Band Gaps in Metamaterial Plates: Asymptotic Homogenization and Bloch-Floquet Approaches

• Published in: Journal of elasticity Vol. 148; no. 1; pp. 55 - 79
• Main Authors: Faraci, David, Comi, Claudia, Marigo, Jean-Jacques
• Format: Journal Article
• Language: English
• Published: Dordrecht Springer Netherlands 01.01.2022; Springer Nature B.V
• Subjects: Asymptotic properties; Biomechanics; Classical and Continuum Physics; Classical Mechanics; Density; Elastic plates; Energy gap; Engineering; Homogenization; Inclusions; Materials Science; Mathematical Applications in the Physical Sciences; Metamaterials; Theoretical and Applied Mechanics; Unit cell; Wave propagation; Band gaps; 74H10; Homogenization; Elasticity; Metamaterials; Local resonance; 74Q10; Plates
• ISSN: 0374-3535; 1573-2681
• DOI: 10.1007/s10659-022-09879-3

In this work, we study the transversal vibration of thin periodic elastic plates through asymptotic homogenization.

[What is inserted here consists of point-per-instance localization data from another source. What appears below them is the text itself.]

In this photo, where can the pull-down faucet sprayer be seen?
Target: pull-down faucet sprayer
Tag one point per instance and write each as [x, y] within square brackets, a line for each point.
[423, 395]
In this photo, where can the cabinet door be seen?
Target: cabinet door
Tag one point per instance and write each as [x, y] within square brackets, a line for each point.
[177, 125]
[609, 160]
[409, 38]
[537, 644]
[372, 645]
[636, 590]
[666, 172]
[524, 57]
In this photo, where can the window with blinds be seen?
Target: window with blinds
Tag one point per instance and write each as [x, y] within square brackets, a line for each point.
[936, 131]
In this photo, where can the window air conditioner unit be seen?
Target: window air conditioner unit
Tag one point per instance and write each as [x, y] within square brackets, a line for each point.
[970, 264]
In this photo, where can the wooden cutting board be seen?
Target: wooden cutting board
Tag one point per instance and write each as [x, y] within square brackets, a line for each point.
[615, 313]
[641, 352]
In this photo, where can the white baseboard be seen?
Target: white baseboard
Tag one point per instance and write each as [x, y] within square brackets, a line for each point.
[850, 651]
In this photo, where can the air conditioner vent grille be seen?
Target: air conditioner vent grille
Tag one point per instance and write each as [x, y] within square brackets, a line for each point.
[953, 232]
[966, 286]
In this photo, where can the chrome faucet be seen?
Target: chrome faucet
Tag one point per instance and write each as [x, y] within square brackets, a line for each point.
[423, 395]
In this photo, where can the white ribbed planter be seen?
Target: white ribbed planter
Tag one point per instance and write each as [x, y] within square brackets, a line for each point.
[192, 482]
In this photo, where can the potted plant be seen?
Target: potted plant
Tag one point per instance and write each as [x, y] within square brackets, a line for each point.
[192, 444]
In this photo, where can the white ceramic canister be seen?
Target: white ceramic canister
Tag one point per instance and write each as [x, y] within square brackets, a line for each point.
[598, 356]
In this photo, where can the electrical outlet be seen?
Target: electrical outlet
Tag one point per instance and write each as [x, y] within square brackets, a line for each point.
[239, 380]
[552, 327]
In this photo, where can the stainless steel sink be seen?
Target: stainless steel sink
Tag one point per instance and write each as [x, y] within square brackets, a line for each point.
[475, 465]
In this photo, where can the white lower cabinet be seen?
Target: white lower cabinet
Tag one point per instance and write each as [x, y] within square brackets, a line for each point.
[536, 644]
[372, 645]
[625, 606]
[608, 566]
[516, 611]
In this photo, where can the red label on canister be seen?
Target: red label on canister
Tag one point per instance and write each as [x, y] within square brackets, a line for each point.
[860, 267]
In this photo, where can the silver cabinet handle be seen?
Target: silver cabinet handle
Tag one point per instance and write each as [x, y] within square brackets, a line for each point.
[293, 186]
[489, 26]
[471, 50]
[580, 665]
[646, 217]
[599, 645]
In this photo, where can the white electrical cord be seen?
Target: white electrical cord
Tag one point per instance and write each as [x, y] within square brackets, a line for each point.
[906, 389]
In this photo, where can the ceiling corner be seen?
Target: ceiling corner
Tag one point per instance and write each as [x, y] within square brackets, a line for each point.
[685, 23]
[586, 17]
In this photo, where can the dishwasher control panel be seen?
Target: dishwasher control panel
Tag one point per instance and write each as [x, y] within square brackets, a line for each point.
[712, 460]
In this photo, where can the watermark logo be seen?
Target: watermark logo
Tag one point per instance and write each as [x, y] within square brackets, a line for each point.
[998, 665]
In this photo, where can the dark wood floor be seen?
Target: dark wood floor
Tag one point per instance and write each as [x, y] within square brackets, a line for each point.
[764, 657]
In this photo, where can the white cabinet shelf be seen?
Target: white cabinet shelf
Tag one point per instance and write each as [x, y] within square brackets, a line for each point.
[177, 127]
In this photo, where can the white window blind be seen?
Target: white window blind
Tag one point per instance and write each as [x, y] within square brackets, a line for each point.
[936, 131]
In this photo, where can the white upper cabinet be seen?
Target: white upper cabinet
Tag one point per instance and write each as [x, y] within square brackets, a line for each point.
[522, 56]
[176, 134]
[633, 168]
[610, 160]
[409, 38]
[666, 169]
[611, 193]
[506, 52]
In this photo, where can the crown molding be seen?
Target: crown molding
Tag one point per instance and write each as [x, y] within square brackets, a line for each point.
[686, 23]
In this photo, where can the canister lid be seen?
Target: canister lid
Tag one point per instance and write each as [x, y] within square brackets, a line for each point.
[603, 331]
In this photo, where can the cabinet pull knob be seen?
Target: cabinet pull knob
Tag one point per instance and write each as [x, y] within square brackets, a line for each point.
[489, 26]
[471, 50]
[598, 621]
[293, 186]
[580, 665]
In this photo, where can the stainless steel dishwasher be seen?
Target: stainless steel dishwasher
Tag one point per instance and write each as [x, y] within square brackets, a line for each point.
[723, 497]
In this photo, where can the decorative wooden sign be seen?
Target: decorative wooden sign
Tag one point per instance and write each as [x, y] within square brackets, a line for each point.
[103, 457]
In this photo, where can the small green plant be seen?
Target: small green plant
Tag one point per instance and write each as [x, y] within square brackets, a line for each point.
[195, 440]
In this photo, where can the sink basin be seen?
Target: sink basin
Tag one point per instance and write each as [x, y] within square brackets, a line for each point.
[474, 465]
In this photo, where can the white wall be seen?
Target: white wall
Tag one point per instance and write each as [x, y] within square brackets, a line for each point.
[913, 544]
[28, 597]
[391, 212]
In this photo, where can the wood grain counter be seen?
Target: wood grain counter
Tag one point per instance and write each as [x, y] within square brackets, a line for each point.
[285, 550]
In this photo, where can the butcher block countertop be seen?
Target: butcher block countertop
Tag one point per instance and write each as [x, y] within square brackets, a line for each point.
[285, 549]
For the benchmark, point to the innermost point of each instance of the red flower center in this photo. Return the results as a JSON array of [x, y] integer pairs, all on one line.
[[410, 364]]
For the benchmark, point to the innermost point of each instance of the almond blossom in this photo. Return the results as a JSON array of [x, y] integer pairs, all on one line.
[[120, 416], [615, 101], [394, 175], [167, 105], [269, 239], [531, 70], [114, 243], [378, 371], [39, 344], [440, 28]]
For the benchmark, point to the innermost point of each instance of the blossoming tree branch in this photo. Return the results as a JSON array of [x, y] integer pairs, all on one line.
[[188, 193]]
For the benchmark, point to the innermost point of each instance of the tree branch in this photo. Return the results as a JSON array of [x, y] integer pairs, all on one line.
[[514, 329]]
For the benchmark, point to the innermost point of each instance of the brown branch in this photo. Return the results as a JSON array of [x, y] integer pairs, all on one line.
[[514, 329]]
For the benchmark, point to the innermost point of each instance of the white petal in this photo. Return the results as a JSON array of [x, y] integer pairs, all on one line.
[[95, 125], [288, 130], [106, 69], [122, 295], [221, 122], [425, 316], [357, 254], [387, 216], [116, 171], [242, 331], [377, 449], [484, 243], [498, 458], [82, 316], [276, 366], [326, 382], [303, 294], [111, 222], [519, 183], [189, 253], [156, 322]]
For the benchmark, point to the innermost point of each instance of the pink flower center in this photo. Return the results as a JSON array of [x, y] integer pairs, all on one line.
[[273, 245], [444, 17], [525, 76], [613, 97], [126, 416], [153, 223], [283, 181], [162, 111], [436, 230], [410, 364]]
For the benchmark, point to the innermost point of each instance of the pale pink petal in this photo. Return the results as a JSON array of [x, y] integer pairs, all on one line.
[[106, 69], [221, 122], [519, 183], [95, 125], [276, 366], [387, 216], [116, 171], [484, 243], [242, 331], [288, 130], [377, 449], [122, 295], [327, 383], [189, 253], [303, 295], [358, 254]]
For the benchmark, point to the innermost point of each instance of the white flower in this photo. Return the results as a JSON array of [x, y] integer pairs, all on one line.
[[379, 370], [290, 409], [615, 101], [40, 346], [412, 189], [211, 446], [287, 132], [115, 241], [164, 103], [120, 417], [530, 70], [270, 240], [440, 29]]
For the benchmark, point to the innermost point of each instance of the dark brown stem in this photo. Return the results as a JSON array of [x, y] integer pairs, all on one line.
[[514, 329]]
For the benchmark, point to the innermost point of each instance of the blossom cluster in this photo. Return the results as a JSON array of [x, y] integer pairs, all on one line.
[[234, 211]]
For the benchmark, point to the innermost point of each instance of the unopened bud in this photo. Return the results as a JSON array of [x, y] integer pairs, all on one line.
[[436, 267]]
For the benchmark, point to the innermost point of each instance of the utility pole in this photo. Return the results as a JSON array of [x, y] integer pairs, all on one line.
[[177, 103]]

In particular, we consider soft inclusions and rigid inclusions with soft coatings embedded in a stiff matrix. The method provides a general expression for the dynamic surface density of the plate, which we compute analytically for circular inclusions or numerically for two-way ribbed plates. Through asymptotic homogenization, we find that band gaps related to in-plane propagating transversal waves occur for frequency intervals in which the effective surface density is negative. The same result is obtained via an asymptotic analysis of the Bloch-Floquet problem on a unit cell, showing the equivalence of the two approaches. Finally, we validate the method by comparing in several examples the predicted band gaps with those obtained from numerical Bloch-Floquet analyses on the real unit cell.